One of the similarities between Korean and Chinese is that there are a number of words that are very similar in their pronunciation. Also, both languages cannot be dictated correctly only by the pronunciation. So I had to practice a lot in order to write it properly. On the other hand, one noticeable difference may be the grammar. Chinese’s word order is “subject-verb-object,” while that of Korean is “subject-object-verb.”
One of the distinctive aspects of Chinese is that the characters have remained almost the same from ancient times to the present. While ancient and modern Chinese phonetics have changed dramatically, both the shapes and meanings of Chinese characters have not changed much. Therefore, the old literary pieces can be easily read as much as the medieval or modern ones.

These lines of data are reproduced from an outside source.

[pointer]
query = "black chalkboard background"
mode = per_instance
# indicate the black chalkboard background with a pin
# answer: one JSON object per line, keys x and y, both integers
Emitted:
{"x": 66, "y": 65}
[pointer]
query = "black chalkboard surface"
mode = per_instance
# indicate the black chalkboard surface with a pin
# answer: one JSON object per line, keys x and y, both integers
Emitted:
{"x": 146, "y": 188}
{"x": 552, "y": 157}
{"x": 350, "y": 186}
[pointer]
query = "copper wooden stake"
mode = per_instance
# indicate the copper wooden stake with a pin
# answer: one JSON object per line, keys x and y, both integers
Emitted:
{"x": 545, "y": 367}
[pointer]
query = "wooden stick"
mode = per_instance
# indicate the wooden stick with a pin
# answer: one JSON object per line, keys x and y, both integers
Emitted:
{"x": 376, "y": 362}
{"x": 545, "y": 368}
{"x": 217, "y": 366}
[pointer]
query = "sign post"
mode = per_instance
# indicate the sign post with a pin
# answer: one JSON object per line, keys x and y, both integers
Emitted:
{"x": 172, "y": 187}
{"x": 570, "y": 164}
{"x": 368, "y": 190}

Another is that there are various phonemes and intonations in Chinese. The sound of Chinese is intense and musical, you can understand what it means even if you shout in at a distance. The everyday language of Chinese is easier for foreigners to learn, because Chinese pronunciation is relatively short and clear.

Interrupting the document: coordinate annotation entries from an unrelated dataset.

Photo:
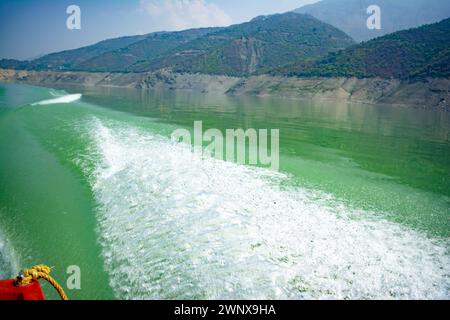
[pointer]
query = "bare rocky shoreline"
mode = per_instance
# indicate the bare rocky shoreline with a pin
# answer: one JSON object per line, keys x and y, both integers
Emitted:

Russian and Korean have a lot in common in that both are excellent at expressing emotions and thoughts. However, there are more differences than similarities. I had difficulty learning nasals unique in Hangeul, such as “ㅇ.” On top of that, Korean has “subject-objective-verb” structure, while the verbs are placed behind the subjects in Russian. It took quite a long time for me to be used to that language structure.
The most difficult part when it comes to being used to Korean was understanding and using honorifics. It was confusing when and to whom to use the expression. Still, learning those linguistic traits was indeed interesting because I could more deeply understand Korean culture.
The original beauty of the Russian language is one of its strengths. There are many figures who embodied the beauty into art forms, which illuminated the world with its unique radiance. Alexander Pushkin, Leo Tolstoy, and Mikhail Lermontov are the examples of those poets and novelists renowned throughout the globe.
Romanian is the only Latin-based Romance language that has definite articles attached at the end of the noun. So it has a lot of similarities with French, Spanish, Italian and Portuguese. Romanian also contains a lot of vowels which makes it quite musical in my opinion. We have 31 letters, including Romanian nouns are characterized by three genders, feminine, masculine and neuter. If you want to learn Romanian, brace yourself. It is hard, but is very beautiful. I believe it will help you understand more and more other Latin-based languages.
Believe it or not, Korean is extremely easy compared to the Romanian language. Korean language has the same structure as Latin, so since I learned Latin for five years knowing the structure was easy for me to understand how Korean works. Romanian grammar is very hard and complex, such as three genders, plural and singular, and the conjugation of the verbs. While the verbs change by number or gender, Korean verbs do not.
One of the similarities between the two is that Vietnamese also has words that originated from Chinese characters, so some Korean words sound very similar in Vietnamese. On the other hand, Korean is an agglutinative language with concatenate morphemes of which the words harbor the functions of grammar. Meanwhile, Vietnamese is an isolated language, and grammatical relations are indicated by the word order, and word forms do not change.
Still, learning Korean is rather difficult for me, because it has different words and grammatical forms depending on whom you are talking to. Sometimes, it has to be spoken formally, using literary language and vocabularies originating from Chinese characters. It is difficult to fully understand news broadcasts and newspapers without studying.
Meanwhile, you can learn Vietnamese relatively easily, because the tenses of Vietnamese are expressed by words. The past tense is “đa,” present is “đang” and the future is “S?.” All you need to do is to add the tense words when you want to express past, present, future tense, while adjectives, verbs, and nouns remain the same. Hence, you can be proficient in Vietnamese by acquiring as many words as you can.